Have you ever found yourself faced with so many options that you just didn't know how to choose? That is how I have been experiencing personal development lately, and I don’t mind telling you that it has been a struggle.
When I first began to focus on self improvement last year it was easy to see the areas of my life that needed the most work. Giving up drinking, saying goodbye to cigarettes, and improving my employment situation were all clear goals that I could knock down one at a time, and so I did. Ten months later I am a sober non-smoker working in an industry I feel good about at a company where there is a ton of room for me to grow. It was a lot of hard work to get here from where I was even a short year ago, but the path I took was relatively straightforward and my priorities somewhat easy to set.
Things are a bit trickier now.
I have begun working on an IDP (individual development plan) at work, plotting out where I want my career to go and what steps I need to take to get there. There are so many things I want to learn that I find myself struggling to focus my energy on the ones that will help me push forward in my career while simultaneously continuing to develop myself as a person. In short, I need to choose the goals I will focus on now and which should wait for the future. So far this is my intention for the next year or so:
School will be my biggest area of focus over the next year and a half (I start my first class tomorrow!). My degree plan includes two classes per term over the next four terms (including Summer 2015), with studies in communications, marketing, management, and workplace safety & health. I plan to finish in December of next year.
Wellness is of equal importance to working on my degree. Specifically, I need to bring my sleep schedule back on track (this is an area of struggle for me, and a topic for another post), and continue to make eating well and exercise/active transportation a priority.

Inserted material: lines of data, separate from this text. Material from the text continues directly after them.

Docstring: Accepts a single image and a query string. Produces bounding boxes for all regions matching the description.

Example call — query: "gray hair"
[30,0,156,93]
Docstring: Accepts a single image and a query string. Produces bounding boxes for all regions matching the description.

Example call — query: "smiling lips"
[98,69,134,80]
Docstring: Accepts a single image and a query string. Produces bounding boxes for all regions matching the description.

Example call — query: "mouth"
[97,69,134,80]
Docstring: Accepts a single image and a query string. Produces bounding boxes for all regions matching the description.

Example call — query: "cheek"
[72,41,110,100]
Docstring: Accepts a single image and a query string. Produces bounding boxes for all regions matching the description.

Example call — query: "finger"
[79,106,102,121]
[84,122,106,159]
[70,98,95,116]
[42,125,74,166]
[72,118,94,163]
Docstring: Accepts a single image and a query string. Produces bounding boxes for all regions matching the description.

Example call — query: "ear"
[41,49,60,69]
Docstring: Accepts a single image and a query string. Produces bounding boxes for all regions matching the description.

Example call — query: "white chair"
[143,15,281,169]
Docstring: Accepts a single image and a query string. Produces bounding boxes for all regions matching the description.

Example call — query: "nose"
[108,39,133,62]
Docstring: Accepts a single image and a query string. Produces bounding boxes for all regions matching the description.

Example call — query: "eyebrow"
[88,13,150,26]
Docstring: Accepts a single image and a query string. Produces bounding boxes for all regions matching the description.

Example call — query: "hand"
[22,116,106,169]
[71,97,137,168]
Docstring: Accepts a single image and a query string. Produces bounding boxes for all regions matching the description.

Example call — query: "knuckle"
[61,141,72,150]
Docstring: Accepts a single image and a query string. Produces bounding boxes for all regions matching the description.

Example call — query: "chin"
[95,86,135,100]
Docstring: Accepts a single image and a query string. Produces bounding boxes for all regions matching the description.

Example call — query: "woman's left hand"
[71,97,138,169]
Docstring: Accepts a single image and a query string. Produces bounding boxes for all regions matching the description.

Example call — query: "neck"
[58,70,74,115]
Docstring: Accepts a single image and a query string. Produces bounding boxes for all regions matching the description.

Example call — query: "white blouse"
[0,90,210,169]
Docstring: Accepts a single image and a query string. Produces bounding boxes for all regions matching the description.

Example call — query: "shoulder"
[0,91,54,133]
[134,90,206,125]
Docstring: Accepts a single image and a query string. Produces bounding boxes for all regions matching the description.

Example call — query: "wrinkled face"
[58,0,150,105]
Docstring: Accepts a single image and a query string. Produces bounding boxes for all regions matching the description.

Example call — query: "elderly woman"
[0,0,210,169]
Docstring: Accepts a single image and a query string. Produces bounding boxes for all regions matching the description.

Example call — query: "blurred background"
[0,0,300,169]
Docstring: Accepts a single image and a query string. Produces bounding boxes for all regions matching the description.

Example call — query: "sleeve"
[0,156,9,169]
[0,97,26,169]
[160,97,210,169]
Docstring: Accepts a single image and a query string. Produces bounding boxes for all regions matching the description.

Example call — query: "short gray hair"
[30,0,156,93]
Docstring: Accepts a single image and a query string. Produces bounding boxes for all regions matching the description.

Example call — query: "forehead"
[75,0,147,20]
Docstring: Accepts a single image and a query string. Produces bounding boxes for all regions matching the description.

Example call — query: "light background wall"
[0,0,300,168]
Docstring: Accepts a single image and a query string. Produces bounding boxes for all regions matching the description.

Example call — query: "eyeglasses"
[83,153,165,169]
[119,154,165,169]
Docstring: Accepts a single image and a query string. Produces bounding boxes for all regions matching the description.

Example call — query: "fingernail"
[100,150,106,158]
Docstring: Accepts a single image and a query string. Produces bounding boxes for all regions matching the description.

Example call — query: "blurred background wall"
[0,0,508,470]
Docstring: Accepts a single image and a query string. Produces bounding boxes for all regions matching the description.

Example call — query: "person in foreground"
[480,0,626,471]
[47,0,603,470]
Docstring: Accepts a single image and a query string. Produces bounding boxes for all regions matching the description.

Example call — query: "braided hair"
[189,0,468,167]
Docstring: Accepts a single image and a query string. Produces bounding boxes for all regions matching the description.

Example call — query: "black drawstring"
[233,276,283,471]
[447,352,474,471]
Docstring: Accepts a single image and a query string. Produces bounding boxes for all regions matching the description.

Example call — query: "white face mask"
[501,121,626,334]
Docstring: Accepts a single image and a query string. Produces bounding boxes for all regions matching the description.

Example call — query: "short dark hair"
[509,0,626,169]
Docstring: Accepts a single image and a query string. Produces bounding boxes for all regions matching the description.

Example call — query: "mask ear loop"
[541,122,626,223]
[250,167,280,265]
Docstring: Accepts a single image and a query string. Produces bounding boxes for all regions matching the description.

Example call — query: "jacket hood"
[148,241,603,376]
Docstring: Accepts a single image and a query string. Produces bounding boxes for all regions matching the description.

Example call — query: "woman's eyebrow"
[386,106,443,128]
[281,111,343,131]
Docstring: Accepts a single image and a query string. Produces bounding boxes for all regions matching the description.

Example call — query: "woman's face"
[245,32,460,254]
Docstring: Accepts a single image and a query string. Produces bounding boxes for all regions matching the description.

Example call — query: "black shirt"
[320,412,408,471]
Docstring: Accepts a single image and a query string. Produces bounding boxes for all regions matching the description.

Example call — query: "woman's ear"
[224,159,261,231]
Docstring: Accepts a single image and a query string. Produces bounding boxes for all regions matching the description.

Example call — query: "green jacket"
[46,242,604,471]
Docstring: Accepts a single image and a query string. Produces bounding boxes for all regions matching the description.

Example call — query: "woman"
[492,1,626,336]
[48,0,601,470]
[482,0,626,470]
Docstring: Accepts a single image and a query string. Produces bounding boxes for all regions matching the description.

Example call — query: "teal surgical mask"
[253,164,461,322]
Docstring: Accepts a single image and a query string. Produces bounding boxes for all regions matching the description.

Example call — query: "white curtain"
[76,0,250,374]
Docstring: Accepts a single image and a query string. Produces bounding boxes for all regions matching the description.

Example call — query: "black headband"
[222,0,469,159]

Staying social becomes more important as winter approaches. The less light there is outside, the less light there is inside for me, and I struggle to stay positive and willing to interact with others during winter’s short, cold days. It is far too easy for me to play the hermit over the chilly months, which leads to nothing but anxiety and loneliness, even for someone as introverted as I am. To combat this tendency I have joined a bowling league starting this fall (because bowling = awesome) and begun playing board/card games that are best enjoyed with others.
This blog has become a wonderful way for me to document my progress as I continue to “level up” in life. I have been blogging for about twelve years now in one form or another and it is not only dear to my heart, but a great way to develop my voice and practice writing. There are so many things I want to do with this space, including moving back to Wordpress and spending some time learning to design my own layout, but those tasks are probably best left until after I finish my degree. For now I will focus on creating content and maintaining a regular posting schedule.
There are so many more areas that I would like to become skilled in and no way to focus on them all at once. However, as Jackson likes to remind me, I am young and before I know it I will be finished my degree and on to learning the next thing. For now I need to stay in the present, tackle the tasks at hand, and trust that I am taking the right steps to guide my life in the direction I want it to go.